Other geometry types
The geom_text
is another layer type that puts a label in place of a point. It requires
a new input called the label
that describes which variable is used for the text. Here we
see it combined with the points layer:
ggplot(gapminder_2007, aes(gdp_per_cap, life_exp)) +
geom_text(aes(label = country))
Again, the specific syntax is something you just need to look up or memorize.
We can also have the plot compute summary statistics, such as the mean, for groups in a dataset. Here we see the mean life expectancy for each continent:
ggplot(gapminder_2007, aes(continent, life_exp)) +
geom_mean()
Facets
A special layer type within the ggplot2 framework, facets allow us to produce many small plots for each value of a character variable. It can be added onto almost any other plot.
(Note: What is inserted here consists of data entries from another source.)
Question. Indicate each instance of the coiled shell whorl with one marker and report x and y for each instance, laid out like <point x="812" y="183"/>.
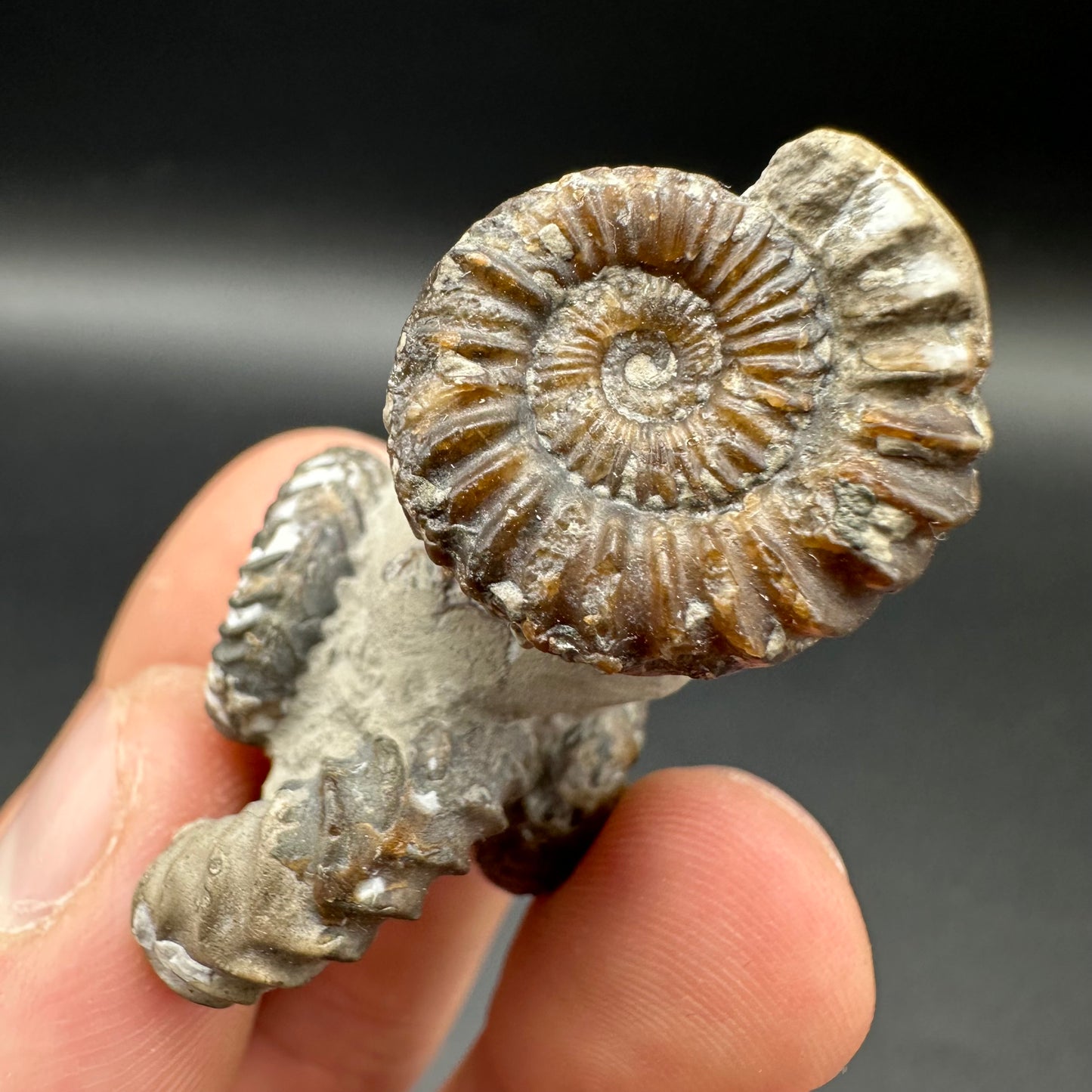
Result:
<point x="663" y="428"/>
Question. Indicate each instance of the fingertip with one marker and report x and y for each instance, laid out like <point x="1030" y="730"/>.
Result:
<point x="174" y="606"/>
<point x="708" y="939"/>
<point x="84" y="1007"/>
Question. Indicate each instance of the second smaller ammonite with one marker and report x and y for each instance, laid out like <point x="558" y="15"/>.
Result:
<point x="664" y="428"/>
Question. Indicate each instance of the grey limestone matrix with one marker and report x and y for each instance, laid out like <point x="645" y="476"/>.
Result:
<point x="642" y="429"/>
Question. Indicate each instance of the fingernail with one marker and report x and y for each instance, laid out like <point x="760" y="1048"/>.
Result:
<point x="63" y="821"/>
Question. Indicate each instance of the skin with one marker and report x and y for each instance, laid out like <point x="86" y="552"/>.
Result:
<point x="710" y="939"/>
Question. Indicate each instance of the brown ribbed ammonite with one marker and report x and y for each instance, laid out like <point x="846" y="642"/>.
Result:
<point x="663" y="428"/>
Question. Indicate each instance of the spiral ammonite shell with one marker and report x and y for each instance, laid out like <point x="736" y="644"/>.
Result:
<point x="663" y="428"/>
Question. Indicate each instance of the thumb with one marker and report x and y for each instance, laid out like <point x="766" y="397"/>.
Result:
<point x="80" y="1008"/>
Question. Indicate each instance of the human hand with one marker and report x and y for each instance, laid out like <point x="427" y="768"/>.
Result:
<point x="710" y="939"/>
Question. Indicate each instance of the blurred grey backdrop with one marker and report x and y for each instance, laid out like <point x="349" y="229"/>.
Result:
<point x="214" y="222"/>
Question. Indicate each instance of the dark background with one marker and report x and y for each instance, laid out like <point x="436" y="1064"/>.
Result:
<point x="214" y="218"/>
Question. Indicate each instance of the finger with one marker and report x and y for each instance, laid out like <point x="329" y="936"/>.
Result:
<point x="709" y="940"/>
<point x="378" y="1023"/>
<point x="385" y="1016"/>
<point x="181" y="596"/>
<point x="79" y="1006"/>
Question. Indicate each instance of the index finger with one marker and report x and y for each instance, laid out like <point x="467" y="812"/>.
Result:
<point x="173" y="608"/>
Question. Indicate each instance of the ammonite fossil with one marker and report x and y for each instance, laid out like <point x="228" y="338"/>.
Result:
<point x="662" y="428"/>
<point x="659" y="431"/>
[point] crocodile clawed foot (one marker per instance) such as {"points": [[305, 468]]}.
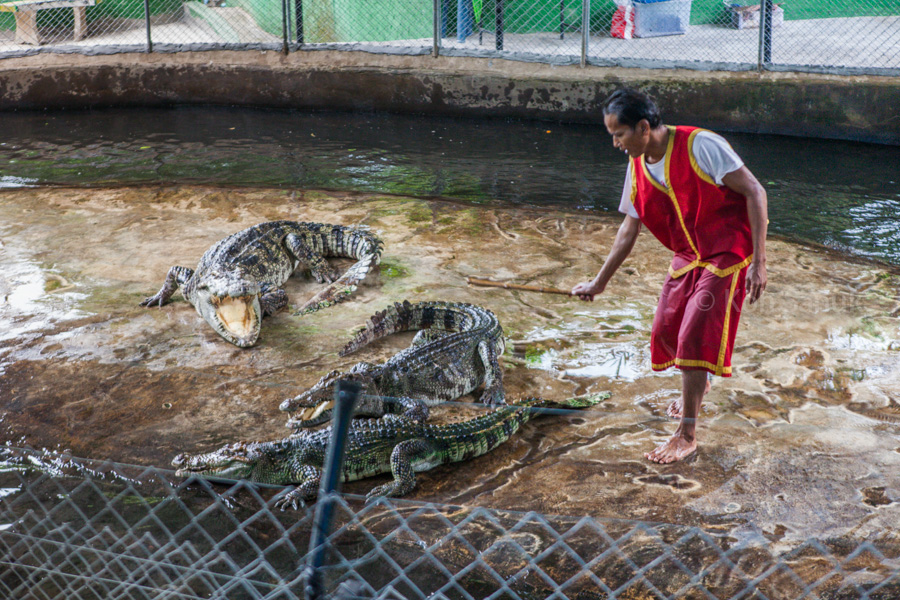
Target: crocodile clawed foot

ggplot(gapminder_2007, aes(gdp_per_cap, life_exp)) +
geom_point() +
facet_wrap(~continent)
Notice that the scales of the axes are all the same. Sometimes this is
useful, but in other cases it is useful to allow these to change. We
can do this by adding the option scales="free"
:
ggplot(gapminder_2007, aes(gdp_per_cap, life_exp)) +
geom_point() +
facet_wrap(~continent, scales = "free")
There are also options scales="free_x"
and scales="free_y"
if you
would like to only allow one axis to change.